Hijiki is a dried sea vegetable that is always in our pantry. Simmered with some vegetables in a sweet soy broth it is a staple dish in our house, both on the table, and in obento. In this photo I used what we had in the house at the time, celery and carrots. But, other vegetables that are great in this dish include gobo, renkon, simmered soy beans, and pea pods.

30 grams hijiki
2 slices abura-age (thin, deep-fried tofu)

roughtly 100 grams each of julienned or thinly sliced vegetables:
carrots
celery
gobo
renkon
pea pods

or simmered soybeans

broth:
2 Tbsp. sake
1 Tbsp. sugar
2 Tbsp. soy sauce
2 Tbsp. mirin
salt to taste

Rehydrate the hijiki in water for 5 minutes. Then quickly blanch in boiling water and strain. The abura-age also needs to be blanched in boiling water to rid it of excess oil then sliced into julienne strips. Best to cut it in half once lengthwise before julienning.
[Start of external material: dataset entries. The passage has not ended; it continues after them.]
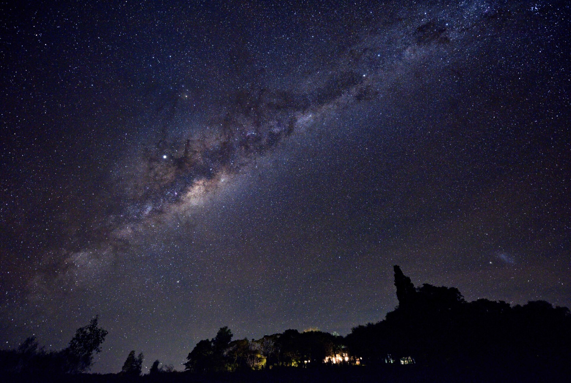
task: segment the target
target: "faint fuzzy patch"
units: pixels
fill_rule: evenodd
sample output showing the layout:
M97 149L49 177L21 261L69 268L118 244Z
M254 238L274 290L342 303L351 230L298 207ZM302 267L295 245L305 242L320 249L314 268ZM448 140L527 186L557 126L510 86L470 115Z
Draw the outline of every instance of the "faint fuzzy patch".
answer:
M508 264L514 264L516 263L516 260L514 259L513 256L508 254L507 252L498 252L496 256L498 259Z

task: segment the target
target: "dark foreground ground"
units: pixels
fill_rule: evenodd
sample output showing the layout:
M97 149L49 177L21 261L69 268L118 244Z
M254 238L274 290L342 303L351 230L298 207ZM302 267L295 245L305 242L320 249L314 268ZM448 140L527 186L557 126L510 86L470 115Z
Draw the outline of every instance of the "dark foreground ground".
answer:
M435 368L421 365L390 366L383 368L367 366L331 367L314 369L273 369L267 371L248 371L215 374L196 375L187 373L161 373L155 376L127 377L117 374L82 374L66 376L12 376L0 377L2 382L61 382L98 383L99 382L571 382L568 368L540 369L533 366L509 369L484 366L479 368Z

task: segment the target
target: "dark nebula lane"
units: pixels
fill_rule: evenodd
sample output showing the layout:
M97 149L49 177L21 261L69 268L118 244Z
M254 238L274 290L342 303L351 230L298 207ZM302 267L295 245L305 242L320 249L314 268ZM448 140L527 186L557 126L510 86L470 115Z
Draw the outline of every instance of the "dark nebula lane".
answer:
M2 347L99 314L95 372L182 369L378 321L395 264L571 305L566 2L1 9Z

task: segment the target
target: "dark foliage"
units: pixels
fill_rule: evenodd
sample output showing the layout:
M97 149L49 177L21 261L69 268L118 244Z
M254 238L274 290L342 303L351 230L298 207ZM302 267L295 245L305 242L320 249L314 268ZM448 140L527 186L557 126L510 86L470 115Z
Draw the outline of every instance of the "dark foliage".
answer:
M98 327L96 317L61 351L46 351L33 337L16 350L0 351L0 368L9 377L59 376L58 381L87 377L93 381L187 381L189 374L205 382L341 376L376 381L381 375L386 381L565 381L563 377L571 373L571 313L566 308L544 301L513 307L487 299L467 302L456 288L415 287L396 266L395 285L396 308L377 323L354 328L344 338L288 329L257 340L232 341L232 332L222 327L212 339L196 344L184 373L172 365L159 368L156 360L148 377L139 377L143 357L135 357L133 351L120 374L78 375L89 370L107 334ZM306 372L295 372L301 371Z
M140 375L144 358L143 353L140 353L138 356L135 357L135 350L131 351L127 356L127 359L125 360L125 362L123 364L121 373L131 376Z
M77 374L89 371L93 355L101 351L107 332L98 327L96 316L89 324L81 327L59 351L39 347L34 337L26 339L15 350L0 351L0 372L31 375Z
M468 303L455 288L415 288L398 266L399 306L375 324L346 337L351 353L365 363L524 365L557 368L571 356L571 314L543 301L511 307L479 299Z

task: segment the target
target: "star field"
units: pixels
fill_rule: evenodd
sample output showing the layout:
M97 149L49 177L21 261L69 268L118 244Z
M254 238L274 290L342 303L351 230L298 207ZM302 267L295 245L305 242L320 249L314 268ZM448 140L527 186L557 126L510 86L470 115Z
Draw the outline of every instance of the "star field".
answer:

In a saute pan simmer the hijiki and any vegetables (except for the pea pods) and cook until the vegetables start to soften. Then add the sake, sugar, soy sauce, mirin, and salt to taste to the pan. Put a lid on the pan and simmer for about ten minutes or until the vegetables are cooked. Be careful to watch the pan so that the sauce does not evaporate completely. Add the pea pods and cook for one to two minutes.

Serve at room temperature. Will keep in the fridge for about five days.